There's a very well known result in machine learning that states that a single hidden layer is enough to approximate any smooth, bounded function (the paper was called "Multilayer feedforward networks are universal approximators" and it's now almost 20 years old). There are several things to note, however.
The single hidden layer may need to be arbitrarily wide.
This says nothing about the ease with which an approximation may be found; in general large networks are hard to train properly and fall victim to overfitting quite frequently (the exception are so-called "convolutional neural networks" which really are only meant for vision problems).
This also says nothing about the efficiency of the representation. Some functions require exponential numbers of hidden units if done with one layer but scale much more nicely with more layers (for more discussion of this read Scaling Learning Algorithms Towards AI)
The problem with deep neural networks is that they're even harder to train. You end up with very very small gradients being backpropagated to the earlier hidden layers and the learning not really going anywhere, especially if weights are initialized to be small (if you initialize them to be of larger magnitude you frequently get stuck in bad local minima). There are some techniques for "pre-training" like the ones discussed in this Google tech talk by Geoff Hinton which attempt to get around this.
This is very interesting question but it's not so easy to answer. It depends on the problem you try to resolve and what neural network you try to use. There are several neural network types.
I general it's not so clear that more nodes equals more precision. Research show that you need mostly only one hidden layer. The numer of nodes should be the minimal numer of nodes that are required to resolve a problem. If you don't have enough of them - you will not reach solution.
From the other hand - if you have reached the number of nodes that is good to resolve solution - you can add more and more of them and you will not see any further progress in result estimation.
That's why there are so many types of neural networks. They try to resolve different types of problems. So you have NN to resolve static problems, to resolve time related problems and so one. The number of nodes is not so important like the design of them.
When you have a hidden layer is that you are creating a combined feature of the input. So, is the problem better tackled by more features of the existing input, or through higher-order features that come from combining existing features?

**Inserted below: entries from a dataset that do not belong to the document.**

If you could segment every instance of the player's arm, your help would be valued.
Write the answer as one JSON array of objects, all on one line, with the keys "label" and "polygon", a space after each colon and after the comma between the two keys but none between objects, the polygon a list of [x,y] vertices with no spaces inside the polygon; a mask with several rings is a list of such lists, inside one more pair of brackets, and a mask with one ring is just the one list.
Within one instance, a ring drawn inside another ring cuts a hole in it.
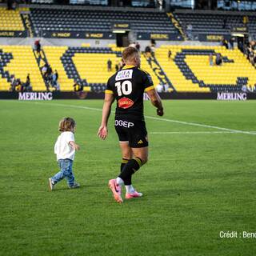
[{"label": "player's arm", "polygon": [[105,93],[105,100],[102,108],[102,125],[98,129],[98,136],[105,139],[107,136],[107,122],[109,120],[109,117],[111,113],[111,106],[114,100],[113,93],[106,92]]},{"label": "player's arm", "polygon": [[154,89],[146,90],[146,93],[150,97],[152,105],[157,108],[157,114],[162,117],[163,115],[163,107],[162,107],[161,98],[158,95],[158,92],[154,88]]},{"label": "player's arm", "polygon": [[77,144],[75,142],[70,141],[69,142],[69,144],[72,146],[72,148],[75,150],[80,150],[80,146]]}]

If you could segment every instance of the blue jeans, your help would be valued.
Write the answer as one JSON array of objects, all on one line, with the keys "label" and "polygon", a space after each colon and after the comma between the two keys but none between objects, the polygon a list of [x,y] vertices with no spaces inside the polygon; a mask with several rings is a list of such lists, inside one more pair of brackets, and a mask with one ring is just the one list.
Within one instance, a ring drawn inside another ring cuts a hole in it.
[{"label": "blue jeans", "polygon": [[73,161],[70,159],[60,159],[58,161],[61,170],[51,178],[54,184],[66,178],[67,185],[74,185],[74,177],[72,172]]}]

This is the trade-off for a standard feed-forward network.
You have a theoretical reassurance that any function can be represented by a neural network with two hidden layers and non-linear activation.

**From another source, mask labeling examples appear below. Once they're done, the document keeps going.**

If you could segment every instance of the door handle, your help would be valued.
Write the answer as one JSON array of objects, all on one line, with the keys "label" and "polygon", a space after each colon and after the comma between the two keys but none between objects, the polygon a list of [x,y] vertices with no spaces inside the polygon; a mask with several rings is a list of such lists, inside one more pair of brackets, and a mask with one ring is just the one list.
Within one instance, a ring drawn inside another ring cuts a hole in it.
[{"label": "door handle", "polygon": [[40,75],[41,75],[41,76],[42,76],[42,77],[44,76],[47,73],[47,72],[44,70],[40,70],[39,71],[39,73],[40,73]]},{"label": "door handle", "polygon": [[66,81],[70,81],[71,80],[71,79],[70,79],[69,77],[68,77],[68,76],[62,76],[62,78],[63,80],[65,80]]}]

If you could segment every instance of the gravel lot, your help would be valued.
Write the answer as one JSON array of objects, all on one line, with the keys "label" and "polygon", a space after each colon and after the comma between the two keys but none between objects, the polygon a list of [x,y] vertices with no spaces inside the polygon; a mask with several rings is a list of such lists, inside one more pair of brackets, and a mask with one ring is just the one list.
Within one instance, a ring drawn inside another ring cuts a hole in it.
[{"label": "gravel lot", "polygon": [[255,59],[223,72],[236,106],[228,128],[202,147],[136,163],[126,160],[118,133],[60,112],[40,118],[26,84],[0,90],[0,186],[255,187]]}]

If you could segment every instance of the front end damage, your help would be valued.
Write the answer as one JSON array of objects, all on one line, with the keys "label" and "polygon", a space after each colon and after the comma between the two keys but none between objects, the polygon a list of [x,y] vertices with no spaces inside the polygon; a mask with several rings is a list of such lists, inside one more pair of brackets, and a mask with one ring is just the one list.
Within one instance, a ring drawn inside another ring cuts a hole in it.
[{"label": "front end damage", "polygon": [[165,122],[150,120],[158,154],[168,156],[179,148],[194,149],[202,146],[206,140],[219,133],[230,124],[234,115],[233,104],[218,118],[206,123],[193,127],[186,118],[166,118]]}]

Also, consider using additional resources for boosting, instead of adding more nodes, if you're not certain of the appropriate topology.
Very rough rules of thumb
generally more elements per layer for bigger input vectors.

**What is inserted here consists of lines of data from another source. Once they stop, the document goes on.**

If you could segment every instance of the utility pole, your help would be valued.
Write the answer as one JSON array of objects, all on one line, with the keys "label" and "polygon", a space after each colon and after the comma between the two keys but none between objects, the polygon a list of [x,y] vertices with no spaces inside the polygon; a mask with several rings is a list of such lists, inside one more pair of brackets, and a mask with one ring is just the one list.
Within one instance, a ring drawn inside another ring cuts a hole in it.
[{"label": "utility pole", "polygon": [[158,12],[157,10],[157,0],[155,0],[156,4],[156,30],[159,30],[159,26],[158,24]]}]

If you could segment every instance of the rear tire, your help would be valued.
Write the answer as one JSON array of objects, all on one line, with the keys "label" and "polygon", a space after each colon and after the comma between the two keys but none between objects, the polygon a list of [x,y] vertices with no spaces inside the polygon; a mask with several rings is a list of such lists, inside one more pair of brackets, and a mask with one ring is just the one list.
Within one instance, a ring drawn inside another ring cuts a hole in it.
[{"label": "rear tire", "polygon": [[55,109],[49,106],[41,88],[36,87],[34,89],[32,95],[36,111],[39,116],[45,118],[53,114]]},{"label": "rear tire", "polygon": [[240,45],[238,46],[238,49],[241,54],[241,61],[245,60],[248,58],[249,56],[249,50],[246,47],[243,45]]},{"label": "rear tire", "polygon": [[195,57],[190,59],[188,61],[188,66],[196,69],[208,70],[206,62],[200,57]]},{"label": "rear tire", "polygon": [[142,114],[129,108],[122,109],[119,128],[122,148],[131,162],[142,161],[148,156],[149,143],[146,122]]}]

more layers may let you model more non-linear systems.
If the kind of network you are using has delays in propagation , more layers may allow modelling of time series . Take care to have time jitter in the delays or it wont work very well. If this is just gobbledegook to you, ignore it.
More layers lets you insert recurrent features. This can be very useful for discrimination tasks. You ANN implementation my not permit this.
The number of units per hidden layer accounts for the ANN's potential to describe an arbitrarily complex function. Some (complicated) functions may require many hidden nodes, or possibly more than one hidden layer.
When a function can be roughly approximated by a certain number of hidden units, any extra nodes will provide more accuracy...but this is only true if the training samples used are enough to justify this addition - otherwise what will happen is "overconvergence". Overconvergence means that your ANN has lost its generalization abilities because it has overemphasized on the particular samples.
In general it is best to use the less hidden units possible, if the resulting network can give good results. The additional training patterns required to justify more hidden nodes can not be found easily in most cases, and accuracy is not the NNs' strong point.